The digital representation of this wonderful photograph is an image in JPEG format. Digital representations of physical objects can come in all sorts of formats (JPEG, MP3, MOV, etc.), but what we’re really interested in is the metadata. When you receive an item from the DPLA API, the top-level fields have names like “hasView,” “@context,” and “dataProvider,” which aren’t all that familiar as metadata. That’s because they’re talking about the digital representation of the object, not the object itself. For those familiar fields, we turn to the “source resource.”

The second level of representation, the physical photograph of the female yodeler, is known as the “source resource” in DPLA parlance. The source resource is the physical object as it exists in the world—a photograph, a pamphlet, a map, etc. The fields most people are familiar with (title, creator, date) are all within this sourceResource field, as they’re metadata about the physical object, rather than metadata about the digitization.

The first of these levels, the yodeler herself, alas, doesn’t get much metadata in this example. In fact, this level is rarely represented in DPLA data, as it’s not often represented in original records in any structured way (if at all).

So if you find yourself frustrated with the fact that all the familiar fields are buried an extra level down in the metadata, remember to think philosophically. We all have levels. We all have depth. And if you just get confused, refer to our overview of metadata structures.

Proudly Found Elsewhere

(or: Why So Many Namespaces?)

An issue that plagues a good many technical projects is Not Invented Here syndrome. Many well-intentioned projects create their entire technical and intellectual infrastructure from scratch because of the perceived costs and lack of understanding of previously developed solutions. This has the effect of creating more work for the initiator, but it also excludes a lot of intellectual capital and community support from existing projects.

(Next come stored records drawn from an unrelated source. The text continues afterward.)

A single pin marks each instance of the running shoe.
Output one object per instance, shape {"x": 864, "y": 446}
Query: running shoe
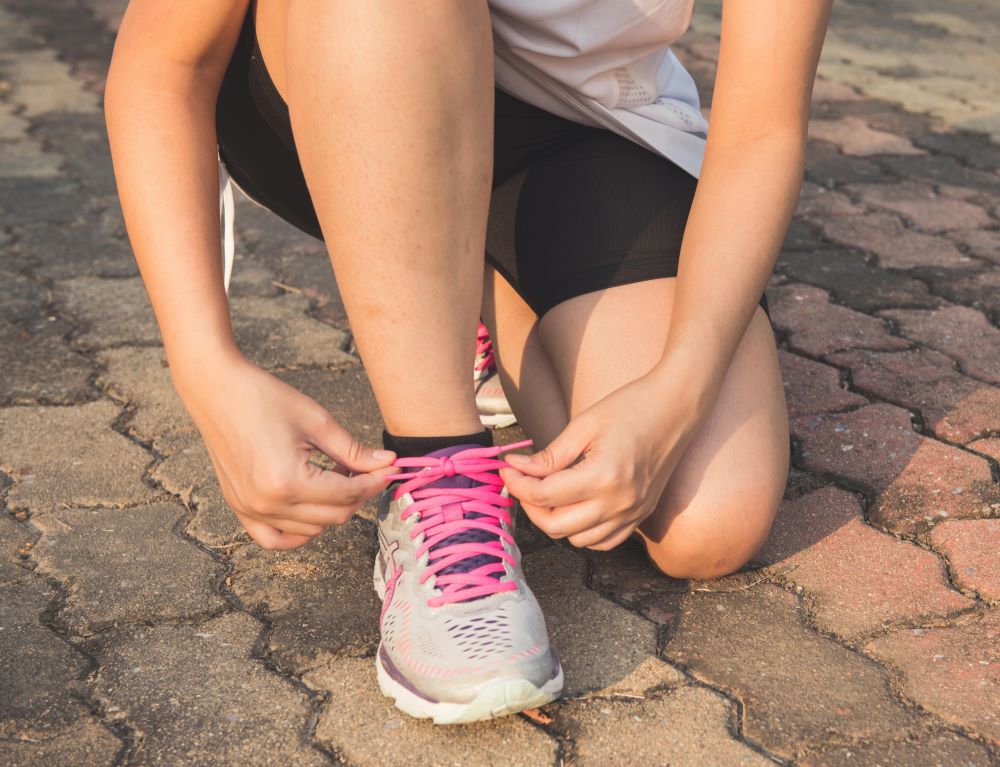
{"x": 494, "y": 410}
{"x": 463, "y": 637}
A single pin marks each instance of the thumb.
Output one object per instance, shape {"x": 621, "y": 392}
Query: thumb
{"x": 334, "y": 440}
{"x": 558, "y": 454}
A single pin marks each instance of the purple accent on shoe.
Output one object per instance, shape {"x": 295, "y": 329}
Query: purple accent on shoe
{"x": 472, "y": 536}
{"x": 397, "y": 675}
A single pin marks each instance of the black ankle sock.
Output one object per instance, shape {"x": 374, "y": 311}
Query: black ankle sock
{"x": 411, "y": 446}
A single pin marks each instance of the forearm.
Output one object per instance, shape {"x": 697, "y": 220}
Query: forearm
{"x": 745, "y": 200}
{"x": 161, "y": 126}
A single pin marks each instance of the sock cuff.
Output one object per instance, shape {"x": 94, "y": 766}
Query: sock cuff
{"x": 414, "y": 446}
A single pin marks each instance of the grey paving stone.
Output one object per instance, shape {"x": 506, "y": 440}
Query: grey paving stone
{"x": 319, "y": 598}
{"x": 125, "y": 566}
{"x": 110, "y": 312}
{"x": 85, "y": 743}
{"x": 69, "y": 456}
{"x": 684, "y": 726}
{"x": 364, "y": 729}
{"x": 277, "y": 333}
{"x": 189, "y": 475}
{"x": 13, "y": 537}
{"x": 799, "y": 689}
{"x": 599, "y": 643}
{"x": 195, "y": 695}
{"x": 42, "y": 675}
{"x": 39, "y": 366}
{"x": 140, "y": 378}
{"x": 945, "y": 750}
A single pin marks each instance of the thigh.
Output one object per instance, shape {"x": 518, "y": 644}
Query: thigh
{"x": 719, "y": 504}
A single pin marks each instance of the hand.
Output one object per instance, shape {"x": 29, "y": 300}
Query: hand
{"x": 630, "y": 443}
{"x": 259, "y": 432}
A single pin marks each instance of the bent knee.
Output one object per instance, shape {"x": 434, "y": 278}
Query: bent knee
{"x": 702, "y": 542}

The DPLA is decidedly against all that. We’ve worked to get input from a great number of interested parties, and we’ve gratefully incorporated many of the hard-fought standards that have been created by other communities, as well as lots of open source technologies. So when you see lots of confusing namespaces, take heart: you’re in lots and lots of good hands.

Presumption of Openness

The DPLA API is built with the same principles of openness in mind that underlie the broader project it supports. We wish to make the barrier to public access as low as possible, in order to facilitate broader engagement and model accessibility for other institutions similarly situated. All requests are presumed to be ‘friendly’ requests — that is, requests that respect the API’s operating parameters and capacity to deliver data. To that end, it has a few features that embody this presumption:

Simple HTTP request/response model
By using the RESTful properties of HTTP combined with the ubiquity of HTTP clients (that is, web browsers), anyone can read this documentation and start querying the DPLA API right away.
No rate limiting
As detailed in our section on use and abuse, the DPLA API does not implement rate limiting of requests. Although the DPLA reserves the right to impose rate limiting on a case by case basis to ensure that others have the use of it, this is not the default.
Free, easy access to API keys
This API requires clients to pass an API key to our servers in order to correlate requests with requesters. The information generated by registration and requests is held in the strictest confidence and will only be used for legitimate purposes, e.g., abuse complaints, schema update notifications, etc.
Open access to “meta-metadata.”
In addition to offering metadata from an ever expanding group of library catalogues and databases, API responses contain information about the aggregated metadata requested. While the DPLA reserves the right to modify this meta-metadata for clarity or to correct misleading data, it is offered to the general public to give you a sense of the items collections for which you search.

It is the DPLA’s hope that users of the API will find its principles of openness and accessibility useful and make use of it in a way that nourishes and supports those values.